True. I don't know whether, factually, bullet's ped is on the money or a scare-mongerer. But I also think that if bullet wants to insist that everyone who comes in contact with DD wear a foil-covered football helmet and Hammer-pants, she has that right.... as unreasonable as it is. If she then posts about how no one came to see DD, or if they showed up with store-brand foil instead of name-brand... I don't think she'll get much sympathy. lol!

bulletproof's picture

The immunization schedule is actually adjusted for children of AD members stationed where we are because the illnesses vaccines protect against are different here--some of them are more common than others, so those shots are given earlier, for example. Child birth is different here, also. They don't do vitamin K shots or Hep B shots at birth, nor do they put erythromycin on their eyes like is common practice in the states.

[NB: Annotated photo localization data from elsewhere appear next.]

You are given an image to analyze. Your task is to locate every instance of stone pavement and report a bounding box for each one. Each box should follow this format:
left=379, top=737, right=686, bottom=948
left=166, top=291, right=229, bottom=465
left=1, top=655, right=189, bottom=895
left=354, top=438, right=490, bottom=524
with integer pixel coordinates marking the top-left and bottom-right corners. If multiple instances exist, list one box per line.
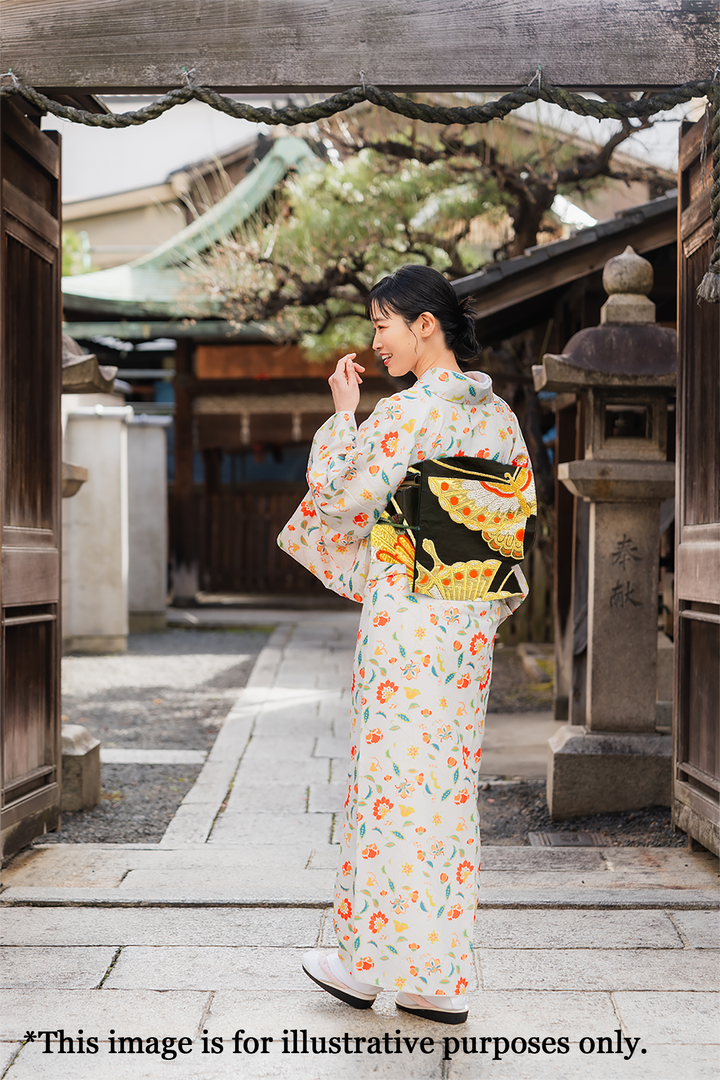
left=1, top=610, right=718, bottom=1079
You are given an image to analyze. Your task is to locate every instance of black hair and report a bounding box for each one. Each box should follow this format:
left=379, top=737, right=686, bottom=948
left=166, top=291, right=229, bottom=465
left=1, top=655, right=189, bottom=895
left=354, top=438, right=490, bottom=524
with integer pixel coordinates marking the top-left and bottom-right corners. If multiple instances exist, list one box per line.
left=365, top=264, right=479, bottom=363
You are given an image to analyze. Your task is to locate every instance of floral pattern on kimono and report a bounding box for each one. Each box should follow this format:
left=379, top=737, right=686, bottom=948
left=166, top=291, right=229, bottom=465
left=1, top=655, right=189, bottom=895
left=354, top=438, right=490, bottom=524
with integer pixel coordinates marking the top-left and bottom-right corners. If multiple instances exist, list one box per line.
left=278, top=369, right=533, bottom=994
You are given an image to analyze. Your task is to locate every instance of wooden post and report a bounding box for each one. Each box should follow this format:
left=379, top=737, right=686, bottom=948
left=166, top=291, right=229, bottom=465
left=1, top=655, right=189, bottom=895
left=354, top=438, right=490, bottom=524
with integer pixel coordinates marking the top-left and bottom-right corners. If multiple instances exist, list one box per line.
left=171, top=338, right=199, bottom=604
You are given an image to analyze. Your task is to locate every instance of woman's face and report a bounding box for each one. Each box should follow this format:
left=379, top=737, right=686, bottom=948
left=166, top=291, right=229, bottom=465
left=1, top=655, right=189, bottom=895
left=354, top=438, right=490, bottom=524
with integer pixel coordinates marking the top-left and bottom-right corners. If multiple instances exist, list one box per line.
left=370, top=306, right=424, bottom=378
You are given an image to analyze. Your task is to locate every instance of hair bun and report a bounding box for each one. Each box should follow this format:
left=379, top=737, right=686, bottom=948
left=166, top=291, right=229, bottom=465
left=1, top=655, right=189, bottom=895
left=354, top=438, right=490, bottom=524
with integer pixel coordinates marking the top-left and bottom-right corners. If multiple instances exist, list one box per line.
left=452, top=296, right=479, bottom=363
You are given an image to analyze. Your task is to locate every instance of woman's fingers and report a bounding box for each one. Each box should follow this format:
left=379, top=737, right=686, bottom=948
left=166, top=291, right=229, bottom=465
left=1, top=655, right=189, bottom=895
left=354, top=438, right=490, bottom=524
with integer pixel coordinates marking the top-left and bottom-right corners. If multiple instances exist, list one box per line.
left=330, top=353, right=364, bottom=385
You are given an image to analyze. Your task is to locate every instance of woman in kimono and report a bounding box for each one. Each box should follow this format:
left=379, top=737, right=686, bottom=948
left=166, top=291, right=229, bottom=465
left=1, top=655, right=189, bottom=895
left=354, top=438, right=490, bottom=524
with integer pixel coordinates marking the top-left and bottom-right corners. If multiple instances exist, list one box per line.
left=278, top=264, right=535, bottom=1024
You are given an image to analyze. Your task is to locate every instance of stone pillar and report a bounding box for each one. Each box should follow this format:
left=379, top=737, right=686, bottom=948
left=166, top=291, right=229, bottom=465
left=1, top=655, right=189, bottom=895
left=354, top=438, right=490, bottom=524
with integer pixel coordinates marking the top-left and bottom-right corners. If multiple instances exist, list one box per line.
left=128, top=416, right=170, bottom=632
left=587, top=501, right=661, bottom=732
left=62, top=396, right=132, bottom=654
left=533, top=247, right=676, bottom=819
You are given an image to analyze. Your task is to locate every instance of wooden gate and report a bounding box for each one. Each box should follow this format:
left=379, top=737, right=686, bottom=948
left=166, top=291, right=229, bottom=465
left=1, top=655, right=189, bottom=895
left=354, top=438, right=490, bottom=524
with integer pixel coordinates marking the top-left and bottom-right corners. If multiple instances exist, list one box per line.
left=0, top=101, right=63, bottom=860
left=673, top=116, right=720, bottom=855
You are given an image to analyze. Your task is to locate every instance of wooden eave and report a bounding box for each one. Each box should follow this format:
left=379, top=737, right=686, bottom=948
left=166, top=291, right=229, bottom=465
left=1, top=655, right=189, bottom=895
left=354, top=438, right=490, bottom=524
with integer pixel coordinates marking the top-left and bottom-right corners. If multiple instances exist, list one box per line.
left=453, top=194, right=678, bottom=342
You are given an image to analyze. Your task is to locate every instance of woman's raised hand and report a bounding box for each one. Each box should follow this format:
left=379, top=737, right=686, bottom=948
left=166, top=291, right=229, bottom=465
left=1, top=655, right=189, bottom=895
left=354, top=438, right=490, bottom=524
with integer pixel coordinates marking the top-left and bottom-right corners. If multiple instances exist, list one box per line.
left=328, top=352, right=365, bottom=413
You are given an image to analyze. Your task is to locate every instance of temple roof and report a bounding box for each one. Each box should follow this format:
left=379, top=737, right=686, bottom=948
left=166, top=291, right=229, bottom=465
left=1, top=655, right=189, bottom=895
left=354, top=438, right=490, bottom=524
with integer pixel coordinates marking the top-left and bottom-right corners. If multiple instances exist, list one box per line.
left=62, top=137, right=319, bottom=320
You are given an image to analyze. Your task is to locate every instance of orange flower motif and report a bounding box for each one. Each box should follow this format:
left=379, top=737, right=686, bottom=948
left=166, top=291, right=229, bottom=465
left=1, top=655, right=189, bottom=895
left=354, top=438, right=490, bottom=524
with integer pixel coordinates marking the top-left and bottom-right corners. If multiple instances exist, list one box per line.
left=362, top=844, right=379, bottom=859
left=422, top=654, right=431, bottom=667
left=447, top=905, right=463, bottom=920
left=373, top=796, right=394, bottom=820
left=342, top=861, right=352, bottom=876
left=455, top=977, right=469, bottom=994
left=337, top=899, right=352, bottom=921
left=408, top=942, right=420, bottom=951
left=380, top=431, right=399, bottom=457
left=456, top=674, right=471, bottom=689
left=453, top=640, right=462, bottom=651
left=376, top=679, right=398, bottom=703
left=365, top=728, right=383, bottom=744
left=356, top=957, right=374, bottom=971
left=447, top=756, right=457, bottom=767
left=300, top=499, right=316, bottom=517
left=372, top=610, right=390, bottom=627
left=474, top=748, right=482, bottom=763
left=440, top=873, right=449, bottom=883
left=422, top=732, right=431, bottom=743
left=369, top=911, right=389, bottom=934
left=369, top=464, right=380, bottom=475
left=456, top=860, right=474, bottom=885
left=410, top=965, right=418, bottom=976
left=353, top=512, right=369, bottom=527
left=469, top=631, right=488, bottom=656
left=454, top=789, right=470, bottom=804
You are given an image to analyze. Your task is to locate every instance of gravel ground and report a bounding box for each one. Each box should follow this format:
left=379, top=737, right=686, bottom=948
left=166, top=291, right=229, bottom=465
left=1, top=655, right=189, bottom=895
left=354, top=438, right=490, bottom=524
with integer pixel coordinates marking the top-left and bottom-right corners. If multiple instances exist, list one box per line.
left=486, top=644, right=553, bottom=714
left=39, top=627, right=270, bottom=846
left=478, top=780, right=685, bottom=848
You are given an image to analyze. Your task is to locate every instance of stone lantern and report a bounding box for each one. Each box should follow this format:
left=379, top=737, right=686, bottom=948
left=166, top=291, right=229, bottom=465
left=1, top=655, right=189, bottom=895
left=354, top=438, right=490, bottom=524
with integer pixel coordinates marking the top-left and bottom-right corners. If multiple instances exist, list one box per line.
left=533, top=247, right=676, bottom=818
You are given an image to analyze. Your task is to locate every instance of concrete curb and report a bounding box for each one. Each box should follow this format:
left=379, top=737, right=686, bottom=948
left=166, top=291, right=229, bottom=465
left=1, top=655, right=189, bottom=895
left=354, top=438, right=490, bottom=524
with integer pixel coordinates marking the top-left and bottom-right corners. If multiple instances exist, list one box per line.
left=159, top=623, right=295, bottom=848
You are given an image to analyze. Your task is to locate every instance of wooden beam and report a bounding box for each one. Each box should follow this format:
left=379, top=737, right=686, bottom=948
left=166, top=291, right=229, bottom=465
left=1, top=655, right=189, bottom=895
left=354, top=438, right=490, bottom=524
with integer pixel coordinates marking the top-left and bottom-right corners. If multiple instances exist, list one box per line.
left=4, top=1, right=717, bottom=94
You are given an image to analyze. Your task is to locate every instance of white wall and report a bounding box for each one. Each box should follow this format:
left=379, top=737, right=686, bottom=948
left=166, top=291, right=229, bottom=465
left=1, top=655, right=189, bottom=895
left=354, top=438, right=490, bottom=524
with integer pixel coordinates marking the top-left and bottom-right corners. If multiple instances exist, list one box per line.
left=62, top=396, right=131, bottom=653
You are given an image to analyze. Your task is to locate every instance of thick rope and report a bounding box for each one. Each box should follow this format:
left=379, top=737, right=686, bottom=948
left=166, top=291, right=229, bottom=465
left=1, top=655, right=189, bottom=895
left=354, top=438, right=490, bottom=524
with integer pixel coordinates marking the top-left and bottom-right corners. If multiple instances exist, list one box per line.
left=1, top=73, right=717, bottom=292
left=696, top=79, right=720, bottom=303
left=0, top=76, right=713, bottom=129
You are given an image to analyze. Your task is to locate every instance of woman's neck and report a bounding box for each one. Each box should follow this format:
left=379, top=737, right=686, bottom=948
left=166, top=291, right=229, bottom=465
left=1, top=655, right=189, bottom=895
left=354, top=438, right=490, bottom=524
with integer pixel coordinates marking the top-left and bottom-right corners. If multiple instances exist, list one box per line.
left=413, top=348, right=461, bottom=381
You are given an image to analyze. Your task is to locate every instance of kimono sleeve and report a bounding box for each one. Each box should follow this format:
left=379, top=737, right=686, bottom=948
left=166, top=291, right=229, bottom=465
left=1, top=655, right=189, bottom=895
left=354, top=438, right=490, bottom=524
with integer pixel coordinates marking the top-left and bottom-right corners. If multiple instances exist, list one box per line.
left=277, top=394, right=422, bottom=602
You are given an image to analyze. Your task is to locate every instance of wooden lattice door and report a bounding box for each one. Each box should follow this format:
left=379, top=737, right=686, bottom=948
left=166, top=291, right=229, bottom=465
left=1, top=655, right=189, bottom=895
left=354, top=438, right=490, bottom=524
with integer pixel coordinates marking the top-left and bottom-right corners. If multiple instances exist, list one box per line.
left=0, top=100, right=62, bottom=860
left=673, top=116, right=720, bottom=855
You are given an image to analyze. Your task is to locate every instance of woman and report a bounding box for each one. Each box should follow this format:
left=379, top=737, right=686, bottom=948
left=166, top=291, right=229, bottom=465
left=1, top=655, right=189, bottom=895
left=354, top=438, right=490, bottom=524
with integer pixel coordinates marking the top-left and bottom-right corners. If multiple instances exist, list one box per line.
left=278, top=264, right=535, bottom=1024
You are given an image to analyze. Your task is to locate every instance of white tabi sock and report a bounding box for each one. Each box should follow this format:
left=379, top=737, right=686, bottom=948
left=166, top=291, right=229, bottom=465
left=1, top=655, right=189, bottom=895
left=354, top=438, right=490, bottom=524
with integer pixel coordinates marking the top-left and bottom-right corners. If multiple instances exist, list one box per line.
left=327, top=952, right=382, bottom=995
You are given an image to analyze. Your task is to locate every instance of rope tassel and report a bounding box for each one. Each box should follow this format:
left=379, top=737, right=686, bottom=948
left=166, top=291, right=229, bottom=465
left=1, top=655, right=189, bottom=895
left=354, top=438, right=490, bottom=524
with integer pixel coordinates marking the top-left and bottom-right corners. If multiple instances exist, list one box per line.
left=696, top=80, right=720, bottom=304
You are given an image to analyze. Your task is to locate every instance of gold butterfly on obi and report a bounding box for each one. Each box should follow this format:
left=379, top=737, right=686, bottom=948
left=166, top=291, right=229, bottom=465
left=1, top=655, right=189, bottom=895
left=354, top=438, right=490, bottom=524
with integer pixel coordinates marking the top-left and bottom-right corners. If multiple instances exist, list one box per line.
left=427, top=462, right=536, bottom=559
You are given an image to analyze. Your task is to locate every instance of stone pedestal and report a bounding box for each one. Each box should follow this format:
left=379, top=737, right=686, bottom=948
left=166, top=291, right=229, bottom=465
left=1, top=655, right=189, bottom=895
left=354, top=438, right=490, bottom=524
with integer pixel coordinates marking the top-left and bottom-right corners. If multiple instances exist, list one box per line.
left=128, top=417, right=169, bottom=633
left=61, top=725, right=101, bottom=812
left=547, top=725, right=672, bottom=819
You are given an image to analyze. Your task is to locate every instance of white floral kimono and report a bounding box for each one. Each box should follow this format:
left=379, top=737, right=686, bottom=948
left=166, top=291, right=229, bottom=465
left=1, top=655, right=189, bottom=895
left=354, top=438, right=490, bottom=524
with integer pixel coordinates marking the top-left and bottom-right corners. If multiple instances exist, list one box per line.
left=278, top=369, right=533, bottom=996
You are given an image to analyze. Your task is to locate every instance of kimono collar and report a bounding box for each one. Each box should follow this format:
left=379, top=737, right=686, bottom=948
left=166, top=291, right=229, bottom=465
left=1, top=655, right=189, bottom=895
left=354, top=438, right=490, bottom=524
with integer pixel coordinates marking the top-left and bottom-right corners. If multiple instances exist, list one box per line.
left=417, top=367, right=493, bottom=404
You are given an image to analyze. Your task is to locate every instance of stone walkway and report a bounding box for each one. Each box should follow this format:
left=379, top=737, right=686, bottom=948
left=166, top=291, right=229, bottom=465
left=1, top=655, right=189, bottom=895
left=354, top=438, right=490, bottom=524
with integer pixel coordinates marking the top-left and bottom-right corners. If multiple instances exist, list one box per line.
left=1, top=611, right=718, bottom=1079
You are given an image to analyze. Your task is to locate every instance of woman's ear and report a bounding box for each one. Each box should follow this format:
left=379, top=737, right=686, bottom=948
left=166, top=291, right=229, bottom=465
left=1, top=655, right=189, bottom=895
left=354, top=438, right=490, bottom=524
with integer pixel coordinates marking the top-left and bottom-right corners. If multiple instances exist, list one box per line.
left=418, top=311, right=437, bottom=339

DD is protected because she vaccinated, but she won't be fully immunized when we return. This actually is more common to request than you think, and that's because of the outbreaks and the high number of people who refuse to vaccinate. A "Moms Group" I belong to has several thousand people in it and I can't tell you how frequently this is brought up and how many people have done this or plan to do it once their child is born. Most of my mom's side of the family did receive this booster when my cousin's daughter was born just a few months before my DD, because of this very reason.

What moeilijk said at the end of her comment is the part that felt good.